0

The sample file looks like this:

 ['>1\n', 'TCCGGGGGTATC\n', '>2\n', 'TCCGTGGGTATC\n',
  '>3\n', 'TCCGTGGGTATC\n', '>4\n', 'TCCGGGGGTATC\n',
  '>5\n', 'TCCGTGGGTATC\n', '>6\n', 'TCCGTGGGTATC\n',
  '>7\n', 'TCCGTGGGTATC\n', '>8\n', 'TCCGGGGGTATC\n','\n',
  '$$$\n', '\n',
  '>B1\n', 'ATCGGGGGTATT\n', '>B2\n', 'TT-GTGGGAATC\n',
  '>3\n', 'TTCGTGGGAATC\n', '>B4\n', 'TT-GTGGGTATC\n',
  '>B5\n', 'TTCGTGGGTATT\n', '>B6\n','TTCGGGGGTATC\n',
  '>B7\n', 'TT-GTGGGTATC\n', '>B8\n', 'TTCGGGGGAATC\n',
  '>B9\n', 'TTCGGGGGTATC\n','>B10\n', 'TTCGGGGGTATC\n',
  '>B42\n', 'TT-GTGGGTATC\n']

The $$$ separates the two sets. I need to use .strip function and remove the \n and all the "headers".

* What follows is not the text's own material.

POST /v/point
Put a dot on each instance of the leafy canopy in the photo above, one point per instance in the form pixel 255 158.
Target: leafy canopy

I need to make a list (as below) and replace "-" with Z

  [ 'TCCGGGGGTATC','TCCGTGGGTATC','TCCGTGGGTATC', 'TCCGGGGGTATC',
    'TCCGTGGGTATC','TCCGTGGGTATC','TCCGTGGGTATC', 'TCCGGGGGTATC',
    'ATCGGGGGTATT','TT-GTGGGAATC','TTCGTGGGAATC', 'TT-GTGGGTATC',
    'TTCGTGGGTATT','TTCGGGGGTATC','TT-GTGGGTATC', 'TTCGGGGGAATC',
    'TTCGGGGGTATC','TTCGGGGGTATC','TT-GTGGGTATC']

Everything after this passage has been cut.